The new features include account protection, device verification, and automatic security codes, which would allow users to prevent unauthorized access to accounts and defend against mobile device infection, according to the app-tracking website.

The improvements, dubbed account security features, will be implemented in the app over the next few months. They will be made available to everyone in the future.

WhatsApp unveiled the new features while emphasizing the necessity of two-factor authentication and end-to-end encrypted backups. These can be turned on and off by the users.

Account protection, a new feature, is critical since it prevents unauthorized attempts to move WhatsApp accounts to another device. This would prevent hackers from gaining access to the accounts.

Users will be needed to verify their account from their previous device before moving it to a new device using this service.

The second feature is device verification, which prevents mobile device malware from sending unwanted messages using someone’s WhatsApp account.

 
“WhatsApp has added checks to authenticate user accounts in order to protect them if their device is compromised,” according to the app tracker.
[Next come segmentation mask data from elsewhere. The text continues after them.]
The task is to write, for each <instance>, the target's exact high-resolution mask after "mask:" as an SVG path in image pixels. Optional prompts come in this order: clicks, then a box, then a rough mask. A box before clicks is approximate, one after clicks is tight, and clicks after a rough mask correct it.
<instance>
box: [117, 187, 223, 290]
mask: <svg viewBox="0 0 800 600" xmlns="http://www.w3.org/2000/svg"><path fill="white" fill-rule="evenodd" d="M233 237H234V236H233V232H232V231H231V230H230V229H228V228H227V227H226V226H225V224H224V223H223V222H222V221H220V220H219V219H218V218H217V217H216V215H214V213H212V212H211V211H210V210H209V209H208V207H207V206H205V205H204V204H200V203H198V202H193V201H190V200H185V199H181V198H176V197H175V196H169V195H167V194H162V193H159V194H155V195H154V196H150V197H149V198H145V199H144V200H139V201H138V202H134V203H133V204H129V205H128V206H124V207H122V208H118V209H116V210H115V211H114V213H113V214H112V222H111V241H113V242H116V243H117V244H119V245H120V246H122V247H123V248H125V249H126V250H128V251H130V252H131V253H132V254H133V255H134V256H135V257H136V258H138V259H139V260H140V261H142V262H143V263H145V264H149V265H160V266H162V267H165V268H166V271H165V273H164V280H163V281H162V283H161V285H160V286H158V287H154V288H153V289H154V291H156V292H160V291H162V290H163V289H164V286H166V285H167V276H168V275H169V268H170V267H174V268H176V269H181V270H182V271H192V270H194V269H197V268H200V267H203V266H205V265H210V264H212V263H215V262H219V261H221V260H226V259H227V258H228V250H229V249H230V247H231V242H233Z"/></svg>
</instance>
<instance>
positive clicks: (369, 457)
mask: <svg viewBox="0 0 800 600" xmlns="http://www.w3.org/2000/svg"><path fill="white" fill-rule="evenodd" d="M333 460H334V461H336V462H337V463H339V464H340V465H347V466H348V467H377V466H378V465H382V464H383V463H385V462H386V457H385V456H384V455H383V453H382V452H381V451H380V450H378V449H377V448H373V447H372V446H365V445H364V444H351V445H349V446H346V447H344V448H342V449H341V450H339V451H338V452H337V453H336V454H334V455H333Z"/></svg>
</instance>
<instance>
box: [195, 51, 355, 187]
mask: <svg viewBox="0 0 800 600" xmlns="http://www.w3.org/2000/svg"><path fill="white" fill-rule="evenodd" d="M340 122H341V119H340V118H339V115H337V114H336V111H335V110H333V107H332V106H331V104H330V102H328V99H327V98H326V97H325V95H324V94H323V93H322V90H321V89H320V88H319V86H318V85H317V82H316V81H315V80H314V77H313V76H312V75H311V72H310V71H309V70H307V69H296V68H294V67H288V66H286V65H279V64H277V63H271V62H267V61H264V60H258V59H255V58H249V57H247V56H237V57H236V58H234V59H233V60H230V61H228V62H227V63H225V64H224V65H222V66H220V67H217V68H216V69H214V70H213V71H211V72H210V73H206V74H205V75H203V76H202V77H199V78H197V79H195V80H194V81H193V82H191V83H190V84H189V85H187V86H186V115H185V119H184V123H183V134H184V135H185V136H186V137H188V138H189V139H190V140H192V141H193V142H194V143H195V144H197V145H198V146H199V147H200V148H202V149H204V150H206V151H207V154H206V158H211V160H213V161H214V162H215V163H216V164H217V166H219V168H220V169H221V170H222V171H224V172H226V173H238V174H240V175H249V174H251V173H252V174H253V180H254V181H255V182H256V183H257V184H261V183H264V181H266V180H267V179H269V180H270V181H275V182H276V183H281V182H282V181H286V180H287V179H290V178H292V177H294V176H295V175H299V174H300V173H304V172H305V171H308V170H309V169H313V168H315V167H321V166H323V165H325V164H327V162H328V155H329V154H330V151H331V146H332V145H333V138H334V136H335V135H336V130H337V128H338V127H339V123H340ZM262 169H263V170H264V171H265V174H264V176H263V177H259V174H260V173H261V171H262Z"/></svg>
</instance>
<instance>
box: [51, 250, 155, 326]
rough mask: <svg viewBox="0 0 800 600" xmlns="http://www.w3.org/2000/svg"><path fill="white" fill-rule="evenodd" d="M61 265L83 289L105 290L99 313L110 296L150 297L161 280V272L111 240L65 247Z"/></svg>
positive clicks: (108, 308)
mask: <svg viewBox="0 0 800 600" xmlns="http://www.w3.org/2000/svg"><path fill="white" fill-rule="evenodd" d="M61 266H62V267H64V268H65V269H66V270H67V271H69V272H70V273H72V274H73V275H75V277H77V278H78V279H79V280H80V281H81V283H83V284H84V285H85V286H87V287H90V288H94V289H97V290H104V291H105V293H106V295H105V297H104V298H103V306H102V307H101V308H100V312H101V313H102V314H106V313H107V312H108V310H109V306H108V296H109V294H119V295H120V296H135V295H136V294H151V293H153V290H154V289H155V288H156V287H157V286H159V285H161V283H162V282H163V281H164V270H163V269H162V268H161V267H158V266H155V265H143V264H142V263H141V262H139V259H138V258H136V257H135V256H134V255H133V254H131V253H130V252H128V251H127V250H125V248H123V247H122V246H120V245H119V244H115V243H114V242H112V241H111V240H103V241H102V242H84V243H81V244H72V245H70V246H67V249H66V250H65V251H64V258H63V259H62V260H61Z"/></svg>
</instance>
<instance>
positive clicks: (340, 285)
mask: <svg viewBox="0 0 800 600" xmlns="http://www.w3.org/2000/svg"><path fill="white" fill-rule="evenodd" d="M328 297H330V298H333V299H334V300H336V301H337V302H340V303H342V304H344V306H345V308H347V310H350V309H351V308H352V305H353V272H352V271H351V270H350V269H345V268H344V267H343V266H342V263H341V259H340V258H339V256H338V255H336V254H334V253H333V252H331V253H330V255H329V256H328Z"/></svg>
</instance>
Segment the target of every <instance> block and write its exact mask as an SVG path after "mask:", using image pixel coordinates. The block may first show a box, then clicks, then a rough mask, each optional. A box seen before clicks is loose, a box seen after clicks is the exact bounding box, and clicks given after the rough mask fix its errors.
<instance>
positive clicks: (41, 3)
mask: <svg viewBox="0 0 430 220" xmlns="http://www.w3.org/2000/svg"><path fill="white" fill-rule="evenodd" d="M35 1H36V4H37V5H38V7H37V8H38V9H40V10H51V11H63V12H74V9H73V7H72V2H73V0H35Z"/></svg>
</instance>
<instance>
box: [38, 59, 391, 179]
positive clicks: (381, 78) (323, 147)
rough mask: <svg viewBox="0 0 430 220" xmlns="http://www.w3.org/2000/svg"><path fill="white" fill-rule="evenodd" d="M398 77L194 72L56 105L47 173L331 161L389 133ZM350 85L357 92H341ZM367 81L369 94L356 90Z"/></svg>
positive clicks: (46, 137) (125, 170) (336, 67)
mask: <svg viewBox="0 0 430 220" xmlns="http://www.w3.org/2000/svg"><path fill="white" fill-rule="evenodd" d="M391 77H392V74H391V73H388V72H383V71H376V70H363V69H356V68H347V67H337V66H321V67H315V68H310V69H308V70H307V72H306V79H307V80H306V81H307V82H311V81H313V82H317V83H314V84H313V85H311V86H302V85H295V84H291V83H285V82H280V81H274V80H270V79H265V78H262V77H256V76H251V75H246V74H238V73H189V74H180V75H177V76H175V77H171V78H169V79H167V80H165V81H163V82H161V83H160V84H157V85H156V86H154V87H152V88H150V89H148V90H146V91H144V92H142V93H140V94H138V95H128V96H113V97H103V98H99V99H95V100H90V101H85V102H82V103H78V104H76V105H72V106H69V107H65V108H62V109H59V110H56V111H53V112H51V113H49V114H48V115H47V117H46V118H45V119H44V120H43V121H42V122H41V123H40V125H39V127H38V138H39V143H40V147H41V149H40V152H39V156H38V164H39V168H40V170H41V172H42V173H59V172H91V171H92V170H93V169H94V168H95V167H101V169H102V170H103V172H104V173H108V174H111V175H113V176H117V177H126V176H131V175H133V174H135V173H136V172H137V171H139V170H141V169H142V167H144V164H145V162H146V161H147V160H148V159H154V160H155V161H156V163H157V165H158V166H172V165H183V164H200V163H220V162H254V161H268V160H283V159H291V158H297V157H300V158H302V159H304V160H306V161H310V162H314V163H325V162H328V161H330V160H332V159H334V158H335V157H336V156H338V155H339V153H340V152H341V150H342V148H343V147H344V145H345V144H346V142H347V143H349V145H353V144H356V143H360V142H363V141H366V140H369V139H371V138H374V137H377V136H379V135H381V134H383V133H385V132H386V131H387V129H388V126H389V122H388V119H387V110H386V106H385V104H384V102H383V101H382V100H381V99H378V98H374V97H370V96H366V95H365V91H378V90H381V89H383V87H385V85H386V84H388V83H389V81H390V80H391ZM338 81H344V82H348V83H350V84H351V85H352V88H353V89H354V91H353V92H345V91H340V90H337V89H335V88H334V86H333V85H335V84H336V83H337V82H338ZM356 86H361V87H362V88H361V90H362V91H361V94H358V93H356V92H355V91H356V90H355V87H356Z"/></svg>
The third element is security codes, which would make the entire verification procedure simpler and more accessible to users. The procedure would include key transparency, which would “allow users to automatically verify their secure connection when clicking on the encryption tab.”

These functionalities will be available for both Android and iOS devices. They may be available for beta testing soon.

Kevin Lewi, a Meta research scientist, highlighted the messaging app’s plans to implement key transparency in a Twitter thread.

WhatsApp values its users’ privacy, according to Lewi, adding that “we want to simultaneously keep a publicly-auditable log, but in a privacy-preserving way so that nothing is exposed – not even any metadata such as patterns of how often individuals update keys.”